Così, l’autore, sempre per la nostra casa editrice, firma un nuovo, straordinario studio, questa volta con un raggio d’indagine allargato a tutta l’Isola. Si intitola “La Sicilia dei cento dialetti” il volume dedicato alle parole che attraversano i secoli per raccontarci storie e curiosità dell’evoluzione linguistica regionale.

Si comincia con la pasta alla norma e si chiamano in causa un soprano di nome Giuditta e una cuoca di nome Saridda. Poi si passa alla gazzosa e il racconto ci catapulta agli albori della storia, della letteratura e della filosofia. Diciamolo: la gente di Sicilia è strurusa, ma siamo anche un po’ tutti streusi. E non mancano strafallàri e lafannàri. Vi siete mai chiesti perché i birichini sono cunnuteddi? E perché in Sicilia la seccatura è una gran camurrìa? Per questa còppula di subbicenzu. Ecco: abbissati semu.
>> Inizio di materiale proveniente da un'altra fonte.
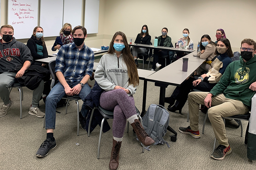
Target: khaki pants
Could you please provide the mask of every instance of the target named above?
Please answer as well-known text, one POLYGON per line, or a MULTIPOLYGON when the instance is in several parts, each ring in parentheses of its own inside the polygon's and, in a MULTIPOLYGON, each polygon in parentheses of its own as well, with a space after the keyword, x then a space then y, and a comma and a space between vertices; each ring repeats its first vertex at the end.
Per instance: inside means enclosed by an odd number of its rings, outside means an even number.
MULTIPOLYGON (((188 95, 188 111, 190 127, 194 131, 199 130, 199 104, 204 104, 208 92, 192 92, 188 95)), ((241 101, 225 97, 221 93, 212 98, 212 107, 208 111, 208 117, 211 123, 214 134, 219 144, 226 147, 228 142, 225 125, 222 117, 238 114, 244 114, 248 109, 241 101), (214 107, 213 106, 214 106, 214 107)))

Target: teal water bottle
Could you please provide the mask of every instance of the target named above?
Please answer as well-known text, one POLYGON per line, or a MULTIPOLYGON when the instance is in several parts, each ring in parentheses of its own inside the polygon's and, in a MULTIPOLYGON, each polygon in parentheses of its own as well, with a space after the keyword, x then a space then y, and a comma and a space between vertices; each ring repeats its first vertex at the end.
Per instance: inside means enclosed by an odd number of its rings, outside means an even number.
POLYGON ((154 41, 154 47, 157 46, 157 43, 158 42, 158 40, 157 40, 157 37, 155 37, 155 41, 154 41))

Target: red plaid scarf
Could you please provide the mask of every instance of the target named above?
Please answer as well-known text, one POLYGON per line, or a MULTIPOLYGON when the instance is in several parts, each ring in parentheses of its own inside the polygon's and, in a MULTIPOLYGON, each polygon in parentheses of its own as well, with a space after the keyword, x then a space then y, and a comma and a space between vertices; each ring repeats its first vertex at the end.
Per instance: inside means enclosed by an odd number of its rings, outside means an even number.
POLYGON ((65 35, 64 34, 61 33, 60 34, 60 40, 61 40, 63 45, 73 43, 73 36, 71 33, 70 33, 70 34, 67 36, 65 35))

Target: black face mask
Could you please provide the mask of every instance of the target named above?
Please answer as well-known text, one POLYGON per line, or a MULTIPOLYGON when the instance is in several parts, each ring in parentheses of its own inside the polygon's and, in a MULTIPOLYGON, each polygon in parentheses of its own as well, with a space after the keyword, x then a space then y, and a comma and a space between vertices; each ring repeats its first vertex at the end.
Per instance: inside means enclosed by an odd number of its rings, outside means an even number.
POLYGON ((244 60, 247 61, 249 61, 251 58, 252 58, 252 53, 253 51, 250 52, 248 51, 241 51, 241 56, 242 58, 244 59, 244 60))
POLYGON ((65 31, 65 30, 63 31, 64 34, 65 35, 69 35, 70 34, 70 31, 65 31))
POLYGON ((84 38, 73 38, 74 42, 75 43, 76 45, 79 47, 82 45, 84 41, 84 38))
POLYGON ((8 34, 3 34, 3 39, 6 42, 8 42, 13 39, 13 35, 8 34))

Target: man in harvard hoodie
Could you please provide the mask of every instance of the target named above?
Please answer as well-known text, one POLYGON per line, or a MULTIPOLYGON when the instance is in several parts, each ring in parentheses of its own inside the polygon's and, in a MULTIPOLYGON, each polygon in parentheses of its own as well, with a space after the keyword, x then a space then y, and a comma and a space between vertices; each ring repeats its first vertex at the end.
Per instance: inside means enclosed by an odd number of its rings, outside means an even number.
POLYGON ((211 157, 218 160, 223 159, 231 150, 222 118, 248 113, 252 98, 255 94, 249 87, 256 81, 256 43, 251 39, 246 39, 241 44, 240 60, 229 64, 209 93, 193 92, 188 95, 190 126, 179 128, 183 133, 200 137, 199 104, 209 108, 208 117, 219 144, 211 157))
MULTIPOLYGON (((17 79, 22 77, 25 71, 33 62, 30 51, 23 43, 17 41, 13 37, 13 28, 5 25, 0 29, 0 97, 4 102, 0 110, 0 117, 5 116, 7 111, 13 105, 10 99, 9 88, 17 83, 17 79), (14 71, 18 65, 23 64, 20 70, 14 71)), ((44 90, 44 81, 33 90, 32 104, 28 114, 39 117, 43 117, 45 113, 38 107, 44 90)))

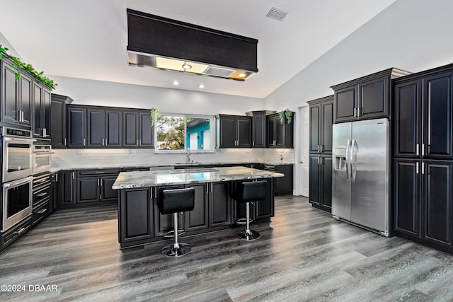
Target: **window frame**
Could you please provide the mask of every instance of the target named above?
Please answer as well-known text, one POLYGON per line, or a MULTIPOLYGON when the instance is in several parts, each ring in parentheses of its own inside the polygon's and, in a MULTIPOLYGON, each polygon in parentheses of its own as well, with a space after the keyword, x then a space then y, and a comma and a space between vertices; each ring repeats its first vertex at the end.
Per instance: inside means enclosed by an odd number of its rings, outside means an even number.
POLYGON ((167 149, 159 149, 159 146, 157 144, 157 120, 159 120, 159 117, 154 121, 154 124, 153 125, 154 127, 154 153, 161 153, 161 154, 175 154, 175 153, 187 153, 187 118, 188 117, 195 117, 195 118, 201 118, 201 119, 209 119, 210 120, 210 149, 207 150, 200 150, 200 149, 190 149, 190 152, 191 153, 210 153, 215 152, 215 116, 214 115, 193 115, 189 113, 173 113, 173 112, 159 112, 159 116, 171 116, 171 117, 182 117, 184 118, 184 149, 180 150, 167 150, 167 149))

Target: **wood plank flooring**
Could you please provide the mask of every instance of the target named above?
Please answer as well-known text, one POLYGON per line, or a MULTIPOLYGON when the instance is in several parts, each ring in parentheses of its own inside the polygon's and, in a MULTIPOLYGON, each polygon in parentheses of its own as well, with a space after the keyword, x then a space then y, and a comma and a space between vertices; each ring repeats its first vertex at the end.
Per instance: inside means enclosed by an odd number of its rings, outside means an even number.
POLYGON ((0 255, 0 301, 453 301, 453 256, 337 221, 304 197, 280 197, 270 223, 120 250, 116 207, 59 210, 0 255), (55 285, 53 291, 29 286, 55 285))

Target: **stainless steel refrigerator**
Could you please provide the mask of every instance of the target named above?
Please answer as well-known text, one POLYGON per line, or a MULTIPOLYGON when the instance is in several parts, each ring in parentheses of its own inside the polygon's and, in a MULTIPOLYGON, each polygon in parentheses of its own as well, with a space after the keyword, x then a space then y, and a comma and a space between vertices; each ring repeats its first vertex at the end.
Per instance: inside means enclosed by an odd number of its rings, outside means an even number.
POLYGON ((389 236, 389 120, 333 126, 332 215, 389 236))

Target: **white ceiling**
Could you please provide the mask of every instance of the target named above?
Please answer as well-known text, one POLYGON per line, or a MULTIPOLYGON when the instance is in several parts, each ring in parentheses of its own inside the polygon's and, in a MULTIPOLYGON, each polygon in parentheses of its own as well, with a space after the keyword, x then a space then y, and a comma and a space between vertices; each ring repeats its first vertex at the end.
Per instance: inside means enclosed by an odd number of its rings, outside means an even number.
POLYGON ((190 91, 203 83, 206 92, 265 98, 394 1, 3 0, 0 33, 23 62, 50 78, 190 91), (272 7, 288 15, 267 18, 272 7), (127 8, 258 39, 259 71, 239 82, 130 66, 127 8))

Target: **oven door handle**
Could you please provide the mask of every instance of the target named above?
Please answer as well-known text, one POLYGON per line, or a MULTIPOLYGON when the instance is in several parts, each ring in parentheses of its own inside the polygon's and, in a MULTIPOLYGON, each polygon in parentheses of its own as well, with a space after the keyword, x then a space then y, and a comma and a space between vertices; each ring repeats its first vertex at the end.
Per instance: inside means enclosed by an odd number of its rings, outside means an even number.
POLYGON ((36 141, 36 139, 21 139, 21 138, 18 138, 18 137, 4 137, 3 139, 6 141, 24 141, 25 143, 33 143, 33 141, 36 141))
POLYGON ((32 176, 29 176, 28 178, 24 178, 23 180, 18 182, 11 182, 8 183, 6 183, 4 185, 4 187, 16 187, 16 185, 22 185, 23 183, 33 182, 33 178, 32 176))

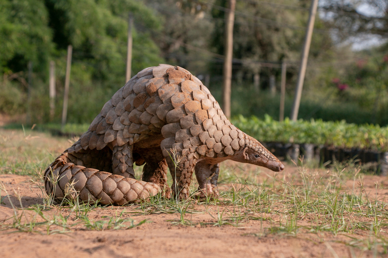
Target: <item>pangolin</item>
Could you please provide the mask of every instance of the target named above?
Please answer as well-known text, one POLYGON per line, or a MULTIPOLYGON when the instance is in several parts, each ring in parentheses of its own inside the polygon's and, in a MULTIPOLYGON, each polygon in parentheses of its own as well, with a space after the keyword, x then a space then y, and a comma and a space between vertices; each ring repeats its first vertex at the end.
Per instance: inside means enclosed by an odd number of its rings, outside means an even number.
POLYGON ((189 197, 194 172, 197 195, 217 197, 220 163, 227 159, 284 168, 229 121, 199 80, 179 67, 160 65, 139 72, 116 92, 87 131, 46 170, 44 185, 57 200, 72 182, 78 194, 68 198, 123 205, 163 188, 169 196, 168 167, 174 196, 189 197), (145 163, 141 181, 135 178, 134 162, 145 163))

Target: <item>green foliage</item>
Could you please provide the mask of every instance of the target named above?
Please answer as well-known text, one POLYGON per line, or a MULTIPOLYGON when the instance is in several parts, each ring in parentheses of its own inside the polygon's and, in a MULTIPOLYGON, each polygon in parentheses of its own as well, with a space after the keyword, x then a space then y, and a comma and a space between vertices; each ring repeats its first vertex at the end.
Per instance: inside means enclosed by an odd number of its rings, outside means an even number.
POLYGON ((358 125, 345 121, 324 122, 312 119, 283 122, 268 115, 262 120, 239 116, 233 122, 241 130, 263 142, 314 143, 345 148, 388 150, 388 127, 365 124, 358 125))
POLYGON ((26 70, 45 71, 54 49, 48 14, 39 0, 0 2, 0 73, 26 70))

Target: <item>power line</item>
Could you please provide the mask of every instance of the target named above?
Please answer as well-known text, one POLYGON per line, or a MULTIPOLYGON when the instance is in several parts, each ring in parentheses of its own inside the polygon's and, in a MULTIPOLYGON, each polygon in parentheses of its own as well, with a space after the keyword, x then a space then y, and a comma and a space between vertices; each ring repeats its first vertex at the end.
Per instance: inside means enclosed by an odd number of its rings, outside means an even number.
MULTIPOLYGON (((217 5, 210 3, 208 3, 209 5, 211 5, 213 8, 218 10, 222 12, 226 12, 228 10, 228 9, 219 5, 217 5)), ((301 26, 297 26, 296 25, 291 25, 288 23, 284 22, 279 22, 270 19, 267 19, 265 18, 259 17, 254 15, 247 14, 242 12, 236 10, 235 14, 236 16, 245 18, 250 18, 255 19, 256 21, 262 23, 265 23, 268 25, 277 27, 286 27, 289 29, 291 29, 301 31, 305 31, 306 28, 301 26)), ((322 30, 320 29, 315 29, 314 32, 320 34, 329 34, 331 32, 327 30, 322 30)))

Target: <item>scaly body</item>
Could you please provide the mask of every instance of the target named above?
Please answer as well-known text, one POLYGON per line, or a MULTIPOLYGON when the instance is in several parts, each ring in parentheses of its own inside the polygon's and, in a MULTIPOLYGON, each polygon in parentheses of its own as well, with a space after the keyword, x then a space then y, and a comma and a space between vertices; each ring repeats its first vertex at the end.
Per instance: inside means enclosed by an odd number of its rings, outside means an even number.
POLYGON ((161 65, 139 72, 106 103, 46 169, 45 187, 60 199, 73 182, 82 200, 123 205, 168 189, 168 167, 172 193, 180 198, 188 197, 193 173, 200 196, 217 196, 219 163, 227 159, 284 168, 229 121, 201 81, 183 68, 161 65), (142 181, 135 179, 134 163, 145 163, 142 181), (55 185, 52 174, 59 178, 55 185))

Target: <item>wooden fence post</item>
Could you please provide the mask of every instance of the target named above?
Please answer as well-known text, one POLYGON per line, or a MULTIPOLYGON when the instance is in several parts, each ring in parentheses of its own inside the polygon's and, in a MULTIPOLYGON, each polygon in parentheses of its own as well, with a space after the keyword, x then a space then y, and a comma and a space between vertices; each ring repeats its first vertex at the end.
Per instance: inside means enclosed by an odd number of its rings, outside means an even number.
POLYGON ((50 62, 50 79, 48 80, 48 91, 50 97, 50 117, 52 120, 55 112, 55 62, 51 60, 50 62))
POLYGON ((65 92, 63 96, 63 108, 62 109, 62 122, 61 130, 63 130, 68 115, 68 103, 69 101, 69 88, 70 83, 70 69, 71 68, 71 55, 73 46, 68 46, 68 58, 66 63, 66 77, 65 78, 65 92))

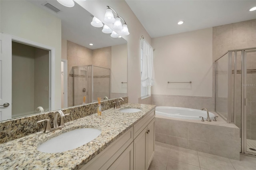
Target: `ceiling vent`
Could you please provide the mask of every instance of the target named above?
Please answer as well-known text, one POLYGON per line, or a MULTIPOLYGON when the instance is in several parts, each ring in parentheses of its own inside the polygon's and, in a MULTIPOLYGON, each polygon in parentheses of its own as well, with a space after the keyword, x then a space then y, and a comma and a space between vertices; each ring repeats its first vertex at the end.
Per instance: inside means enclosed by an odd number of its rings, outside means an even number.
POLYGON ((60 10, 59 10, 57 8, 55 7, 52 5, 50 4, 47 2, 46 2, 46 3, 43 4, 42 5, 48 8, 55 13, 58 13, 60 11, 60 10))

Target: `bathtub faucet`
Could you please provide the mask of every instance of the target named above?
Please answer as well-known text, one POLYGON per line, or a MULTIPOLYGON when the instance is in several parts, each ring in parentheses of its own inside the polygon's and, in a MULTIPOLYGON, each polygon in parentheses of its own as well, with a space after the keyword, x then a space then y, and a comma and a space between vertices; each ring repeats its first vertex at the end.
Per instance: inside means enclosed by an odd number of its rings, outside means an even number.
POLYGON ((209 116, 209 111, 208 111, 208 109, 206 108, 203 108, 202 109, 202 110, 203 111, 204 109, 205 109, 207 112, 207 119, 206 119, 206 121, 208 121, 208 122, 211 122, 212 121, 211 121, 211 119, 210 119, 210 116, 209 116))

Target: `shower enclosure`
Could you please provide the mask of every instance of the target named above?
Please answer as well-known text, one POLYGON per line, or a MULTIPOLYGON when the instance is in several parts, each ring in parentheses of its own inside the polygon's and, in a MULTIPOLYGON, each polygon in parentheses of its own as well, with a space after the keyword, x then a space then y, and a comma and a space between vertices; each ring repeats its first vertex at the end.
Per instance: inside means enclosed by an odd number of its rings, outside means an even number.
POLYGON ((240 128, 241 152, 256 155, 256 47, 215 61, 215 111, 240 128))
POLYGON ((110 69, 93 65, 73 67, 73 105, 97 102, 98 97, 110 98, 110 69))

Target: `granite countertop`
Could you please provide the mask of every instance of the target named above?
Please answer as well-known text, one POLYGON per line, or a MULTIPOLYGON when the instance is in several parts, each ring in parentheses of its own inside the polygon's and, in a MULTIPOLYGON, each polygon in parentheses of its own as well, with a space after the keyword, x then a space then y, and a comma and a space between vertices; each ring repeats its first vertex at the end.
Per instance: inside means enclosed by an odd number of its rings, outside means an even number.
MULTIPOLYGON (((156 106, 125 104, 66 123, 66 127, 48 133, 43 131, 0 144, 0 169, 79 169, 141 119, 156 106), (140 109, 135 113, 122 113, 125 108, 140 109), (62 133, 79 128, 94 128, 101 134, 91 142, 75 149, 57 153, 46 153, 36 148, 42 143, 62 133)), ((75 114, 73 113, 72 114, 75 114)))

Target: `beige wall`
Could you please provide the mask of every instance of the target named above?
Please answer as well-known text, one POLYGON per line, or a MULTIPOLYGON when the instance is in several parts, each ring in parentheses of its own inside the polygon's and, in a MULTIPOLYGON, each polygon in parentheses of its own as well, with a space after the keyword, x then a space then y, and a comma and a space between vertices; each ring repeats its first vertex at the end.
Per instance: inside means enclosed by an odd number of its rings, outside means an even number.
POLYGON ((213 60, 228 50, 256 47, 256 19, 213 28, 213 60))
POLYGON ((152 38, 155 51, 152 93, 212 97, 212 35, 210 28, 152 38))
POLYGON ((12 43, 12 117, 32 114, 34 110, 34 49, 12 43))
MULTIPOLYGON (((127 23, 130 34, 127 41, 128 94, 129 102, 138 103, 140 97, 140 40, 142 36, 151 43, 151 38, 125 1, 86 1, 76 3, 100 20, 104 20, 107 5, 111 6, 127 23)), ((111 24, 108 24, 110 27, 111 24)))
POLYGON ((0 2, 1 32, 55 48, 55 108, 60 108, 61 20, 26 1, 0 2))
MULTIPOLYGON (((224 25, 213 28, 213 60, 220 57, 229 50, 256 47, 256 19, 245 21, 236 23, 224 25)), ((241 53, 238 53, 238 69, 240 69, 241 53), (240 65, 240 66, 238 65, 240 65)), ((247 56, 247 69, 254 69, 253 65, 256 63, 256 55, 253 53, 248 53, 247 56)), ((247 74, 248 84, 256 83, 255 73, 247 74)), ((241 74, 237 74, 236 82, 238 97, 236 101, 236 125, 241 128, 241 74)), ((221 82, 220 83, 221 83, 221 82)), ((220 85, 221 85, 221 84, 220 85)), ((256 139, 256 88, 253 87, 247 88, 248 105, 247 112, 247 137, 248 139, 256 139)), ((227 100, 225 98, 216 98, 218 109, 220 111, 227 110, 227 100)))
POLYGON ((111 50, 111 93, 127 93, 127 83, 121 82, 127 82, 127 45, 113 46, 111 50))
POLYGON ((92 50, 92 64, 108 69, 111 68, 111 47, 92 50))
In un compromesso tra divulgazione e rigore scientifico, Alfio Lanaia (con la prefazione di Iride Valenti dell’Università di Catania) ci accompagna in un appassionante viaggio linguistico, con piglio ironico ed arguto, riservandoci punti di osservazione privilegiati ed originali.

Ci fa scoprire, così, quella dialettalità antica e nuova che nell’Isola resiste e si rigenera, nell’uso orale quotidiano, nelle opere letterarie, sul web, nelle app di messaggistica e nei social network. Pagina dopo pagina, la scoperta suscita una meraviglia crescente per quello che le parole sanno raccontare e per la storia che veicolano. Un volume da leggere con sorriso ed intelligente divertimento.